The Roots of SPC
Statistical Process Control (SPC) was developed in the 1920’s when companies needed a way to get better quality without the high cost of inspecting every part. SPC was touted as the way to control variation in the production process (e.g., wear, vibration, temperature, etc.). After establishing proper control, it did this by spotting and correcting drifts in the process which could result, for example, in out-of-tolerance parts (defects). Way back then, when variation was the biggest problem in manufacturing, SPC helped—and substantially. Regrettably, no one has ever validated that out-of-tolerance events are accurately predicted—or corrected—by SPC. This shortcoming means that we cannot achieve world-class quality through SPC. Let me explain.
Why the Results of SPC Are Not Predictable
SPC is only useful if it accurately predicts and controls defects. Using a widely accepted normal distribution (bell curve) as an anchor point, SPC is supposed to tell us how many events fall outside of the control limits. For example, consider Figure 1: a hole-drilling operation where the spread of diameters is normally distributed. Note that the diameters just outside the control limits (in red) rarely cause product failures. But look at the blue square—that represents a hole that never got drilled. It was accidentally omitted—the equivalent of a hole having a diameter of zero. SPC does not and cannot predict it—because it is not a variation event. It is a mistake. And because of its distance from the control limit, we know it is a severe outcome—and from the height of the event, it happens a lot more often than SPC can ever predict.
And there are a host of other drilling errors that SPC cannot and does not predict: using the wrong drill, drilling the hole in the wrong location, not drilling the hole completely through the part, or having the drill break during drilling are but a few examples. Because all of these are mistakes, rare and random events that cannot be predicted or controlled by SPC methods, none of the SPC methods, including Six Sigma, predict and control the most severe defects.
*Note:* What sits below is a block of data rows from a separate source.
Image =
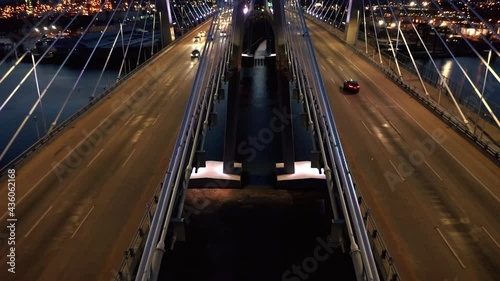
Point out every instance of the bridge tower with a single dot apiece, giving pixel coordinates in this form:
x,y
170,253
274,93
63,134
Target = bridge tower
x,y
353,19
167,29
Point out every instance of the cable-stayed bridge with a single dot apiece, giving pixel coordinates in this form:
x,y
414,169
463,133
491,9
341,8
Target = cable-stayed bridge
x,y
106,162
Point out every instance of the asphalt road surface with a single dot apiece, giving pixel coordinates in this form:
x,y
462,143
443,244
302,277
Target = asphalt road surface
x,y
433,195
77,214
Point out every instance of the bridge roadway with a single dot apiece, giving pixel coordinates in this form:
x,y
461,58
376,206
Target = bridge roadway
x,y
79,227
66,227
451,197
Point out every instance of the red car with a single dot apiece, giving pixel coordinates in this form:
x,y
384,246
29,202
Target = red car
x,y
351,85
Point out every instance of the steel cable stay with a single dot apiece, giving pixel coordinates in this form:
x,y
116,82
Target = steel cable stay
x,y
39,96
490,29
375,31
143,32
389,40
469,43
16,134
129,41
20,42
29,51
88,60
485,22
111,51
118,34
407,47
476,90
431,59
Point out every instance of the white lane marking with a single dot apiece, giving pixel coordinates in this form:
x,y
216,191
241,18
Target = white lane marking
x,y
433,170
444,148
130,119
403,179
156,119
152,95
39,220
395,128
498,245
88,214
347,100
128,157
449,246
91,133
366,127
95,157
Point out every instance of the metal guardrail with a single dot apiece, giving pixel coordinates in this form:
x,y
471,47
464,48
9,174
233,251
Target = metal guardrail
x,y
20,160
321,122
174,185
430,104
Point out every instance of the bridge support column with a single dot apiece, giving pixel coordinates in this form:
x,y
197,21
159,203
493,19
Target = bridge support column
x,y
229,154
353,16
167,30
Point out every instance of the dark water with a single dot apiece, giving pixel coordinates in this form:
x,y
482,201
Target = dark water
x,y
14,112
460,85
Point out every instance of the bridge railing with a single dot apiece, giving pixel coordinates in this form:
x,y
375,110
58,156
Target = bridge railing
x,y
190,139
370,264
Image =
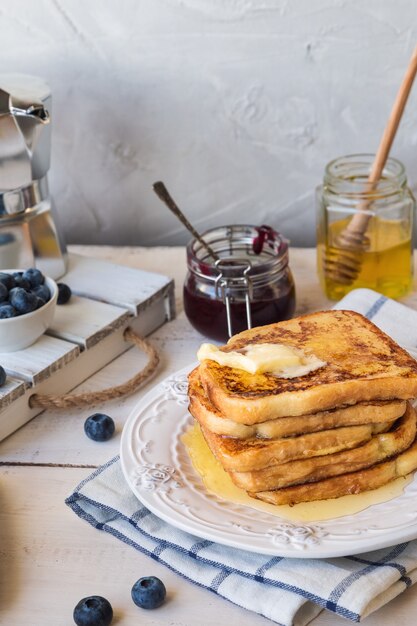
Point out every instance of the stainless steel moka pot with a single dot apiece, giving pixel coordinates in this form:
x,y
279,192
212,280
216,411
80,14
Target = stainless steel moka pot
x,y
28,231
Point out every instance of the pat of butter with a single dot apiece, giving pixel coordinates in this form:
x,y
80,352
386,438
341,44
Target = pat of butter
x,y
274,358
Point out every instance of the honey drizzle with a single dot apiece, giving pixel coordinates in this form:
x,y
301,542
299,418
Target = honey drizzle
x,y
218,482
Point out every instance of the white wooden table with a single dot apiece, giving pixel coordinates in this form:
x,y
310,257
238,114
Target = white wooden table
x,y
50,558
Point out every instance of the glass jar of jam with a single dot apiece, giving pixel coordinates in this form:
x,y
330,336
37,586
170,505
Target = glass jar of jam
x,y
250,284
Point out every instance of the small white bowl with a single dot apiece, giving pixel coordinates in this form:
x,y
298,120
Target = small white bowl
x,y
21,331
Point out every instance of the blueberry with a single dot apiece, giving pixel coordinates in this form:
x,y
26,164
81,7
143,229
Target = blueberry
x,y
148,592
6,311
34,277
7,280
4,292
23,301
64,293
19,281
93,611
42,292
99,427
39,302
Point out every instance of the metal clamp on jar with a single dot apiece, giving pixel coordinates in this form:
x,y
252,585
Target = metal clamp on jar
x,y
28,233
249,285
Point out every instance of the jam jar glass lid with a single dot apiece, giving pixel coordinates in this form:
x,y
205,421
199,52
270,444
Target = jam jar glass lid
x,y
258,252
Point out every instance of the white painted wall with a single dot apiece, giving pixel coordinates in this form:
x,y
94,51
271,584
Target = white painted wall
x,y
236,104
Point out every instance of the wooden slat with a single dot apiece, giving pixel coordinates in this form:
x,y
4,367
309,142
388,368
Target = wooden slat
x,y
12,389
37,362
129,288
86,322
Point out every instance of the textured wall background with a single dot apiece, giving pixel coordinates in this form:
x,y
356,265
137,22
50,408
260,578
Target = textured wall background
x,y
236,104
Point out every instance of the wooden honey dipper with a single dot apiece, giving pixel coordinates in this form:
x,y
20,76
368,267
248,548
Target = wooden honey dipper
x,y
342,263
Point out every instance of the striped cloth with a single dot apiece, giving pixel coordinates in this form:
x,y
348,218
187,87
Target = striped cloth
x,y
291,592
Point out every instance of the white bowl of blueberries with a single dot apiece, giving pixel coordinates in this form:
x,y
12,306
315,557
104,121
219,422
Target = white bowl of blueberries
x,y
27,305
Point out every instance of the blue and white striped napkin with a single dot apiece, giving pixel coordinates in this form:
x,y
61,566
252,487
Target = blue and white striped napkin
x,y
291,592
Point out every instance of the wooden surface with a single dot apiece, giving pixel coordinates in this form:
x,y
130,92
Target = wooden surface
x,y
50,558
86,334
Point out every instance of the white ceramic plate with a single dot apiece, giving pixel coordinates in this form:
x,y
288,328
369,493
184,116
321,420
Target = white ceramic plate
x,y
158,470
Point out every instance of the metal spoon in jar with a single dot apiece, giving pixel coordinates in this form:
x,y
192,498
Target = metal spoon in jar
x,y
164,195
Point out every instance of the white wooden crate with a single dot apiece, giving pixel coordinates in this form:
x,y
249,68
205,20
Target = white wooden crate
x,y
86,333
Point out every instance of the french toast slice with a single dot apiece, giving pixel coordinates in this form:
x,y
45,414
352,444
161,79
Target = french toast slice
x,y
247,455
358,414
354,482
362,364
377,449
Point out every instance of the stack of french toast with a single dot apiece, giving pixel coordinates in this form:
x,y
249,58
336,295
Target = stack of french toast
x,y
312,408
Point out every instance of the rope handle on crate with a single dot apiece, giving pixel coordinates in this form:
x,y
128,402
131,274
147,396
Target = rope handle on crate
x,y
69,401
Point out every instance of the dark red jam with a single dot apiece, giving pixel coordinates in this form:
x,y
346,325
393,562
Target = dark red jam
x,y
272,292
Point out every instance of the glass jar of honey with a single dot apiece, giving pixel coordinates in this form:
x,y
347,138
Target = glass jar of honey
x,y
381,256
249,284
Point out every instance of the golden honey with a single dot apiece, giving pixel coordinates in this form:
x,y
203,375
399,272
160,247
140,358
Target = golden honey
x,y
383,258
386,266
218,482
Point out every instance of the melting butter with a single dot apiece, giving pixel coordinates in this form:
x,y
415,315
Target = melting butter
x,y
258,358
218,482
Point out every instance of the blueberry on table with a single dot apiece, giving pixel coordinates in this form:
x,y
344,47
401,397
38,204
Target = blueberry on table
x,y
99,427
7,311
93,611
23,301
64,293
148,592
34,277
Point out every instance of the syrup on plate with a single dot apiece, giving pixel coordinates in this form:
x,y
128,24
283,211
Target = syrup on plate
x,y
218,482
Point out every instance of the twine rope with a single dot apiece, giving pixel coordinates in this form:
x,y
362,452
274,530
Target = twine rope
x,y
69,401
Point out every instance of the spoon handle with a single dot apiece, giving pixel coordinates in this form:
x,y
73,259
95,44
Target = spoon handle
x,y
164,195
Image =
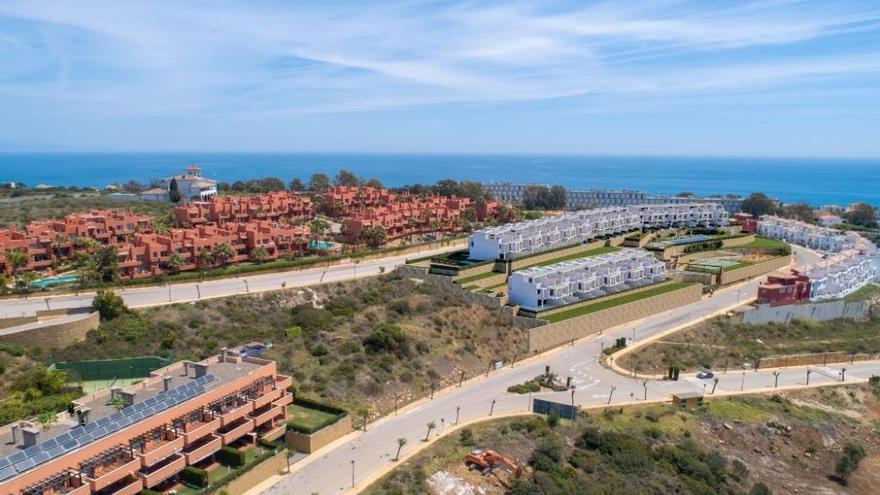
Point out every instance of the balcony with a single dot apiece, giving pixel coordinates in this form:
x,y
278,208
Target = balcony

The Evolution of SPC Methods
To be clear, Six Sigma, Total Quality Management/TQM, and SPC are all derivatives of the same statistical approach to quality—and with similar limitations. Even before Six Sigma was developed, studies showed that 95% of the companies that implemented TQM saw less than a 5% reduction in defect rates—a negligible impact on quality despite the major investments these represent. And we know why: the inability of SPC to predict and control mistakes and their resulting defects.
In Six Sigma, the predicted number of events outside the control limits (in the tails) is 3.4 events per million repetitions. The Six Sigma approach, however, has the same fundamental flaw. While claiming the ability to achieve incredibly low defects, actual defect rates are 200 to 400 times greater than predicted because, by definition, this method fails to capture the real defect culprit: those rare and random events called mistakes which are far and away the most dominant cause of modern defects. Just try to predict your next unintentional mistake, when it will occur, and what the outcome will be with any method. It cannot be done!
Historically, the precision, accuracy, and durability of manufacturing equipment has improved dramatically since the invention of SPC, while the control of the production environment has also made great strides. As a result, the role of variation in defect rates has dropped dramatically. Just as lowering the level of a pond reveals rocks that were previously hidden, reducing variation has exposed the problem of mistakes, which is the dominant quality problem today.
Confusing Theoretical Predictions with Actual Results
One medical equipment company in Utah boasts that it is a Six Sigma enterprise. In the same company, the documents used to record and track process execution have an 8% defect rate—or 80,000 defects per million documents. Assuming 10 recording operations per document, the defects per recording operation would be 8,000 parts per million—or 2,300 times the predicted defect rate calculated for Six Sigma. If your defect rate is thousands of times greater than the Six Sigma standard, then calling your organization a Six Sigma company is misleading. It is similarly misleading to assume that a hypothesis is correct without validation. In the absence of a demonstrated cause-and-effect relationship, we will never be able to predict the result of applying SPC. Using SPC is like setting the temperature on an oven, but never knowing what the temperature will actually be when the oven is used.